Me río mientras recojo el bolso y le doy un beso en la mejilla.
—Volveré por la noche. ¿Te las apañarás sola con esas dos desagradecidas? He dejado en la nevera tres opciones para el almuerzo. Por cierto, Sabrina lleva toda la semana siendo una cafre, así que si McKenzie o alguna otra amiga la invita a su casa, no la dejes ir.
Mamá suspira.
—Sabes que tú también eres hija mía, ¿no? ¿Y que no tendrías que verte obligada a criarlas conmigo?
—Oye. —Finjo consternación—. ¿Es que no lo estoy haciendo bien? ¿Quieres que les cuele a esas dos arpías más sedantes en el desayuno?
Quiero que mamá vuelva a reírse, pero se limita a menear la cabeza.
—No me gusta ni un pelo el hecho de que me sorprenda que te tomes el día libre. Ni que Sabrina recurra a ti cuando necesita dinero. No es…
—Mamá. Mamá. —Sonrío con tanta sinceridad como puedo—. Te prometo que no pasa nada.
Probablemente sí. Sí que pasa, quiero decir.
No es de recibo, en absoluto, que mi familia se sepa de memoria el artículo sobre la artritis reumatoide que aparece en la Wikipedia. Que podamos saber si mi madre va a tener un mal día por las arrugas que se le forman alrededor de la boca. El año pasado tuve que explicarle a Darcy que «crónico» significa para siempre. Incurable. Algo que nos acompañará toda la vida.

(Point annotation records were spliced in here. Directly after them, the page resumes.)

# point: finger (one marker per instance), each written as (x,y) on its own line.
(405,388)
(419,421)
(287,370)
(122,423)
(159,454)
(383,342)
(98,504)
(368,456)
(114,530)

Mamá tiene un máster en biología y es redactora de textos médicos. Es tremendamente buena, todo hay que decirlo; ha escrito material didáctico en materia de salud, documentos para la Administración de Alimentos y Medicamentos y fantásticas solicitudes de beca que les han hecho ganar a sus clientes millones de dólares. Pero es autónoma. Cuando papá todavía seguía con nosotras y ella era capaz de trabajar con regularidad, el asunto no era tan grave. Por desgracia, las cosas han cambiado. Algunos días los dolores son tan intensos que apenas puede levantarse de la cama y menos aún aceptar encargos; además, la Seguridad Social, cuyos trámites son increíblemente enrevesados, le ha denegado ya cuatro veces el reconocimiento de la discapacidad. Pero al menos yo estoy aquí. Al menos puedo facilitarle las cosas.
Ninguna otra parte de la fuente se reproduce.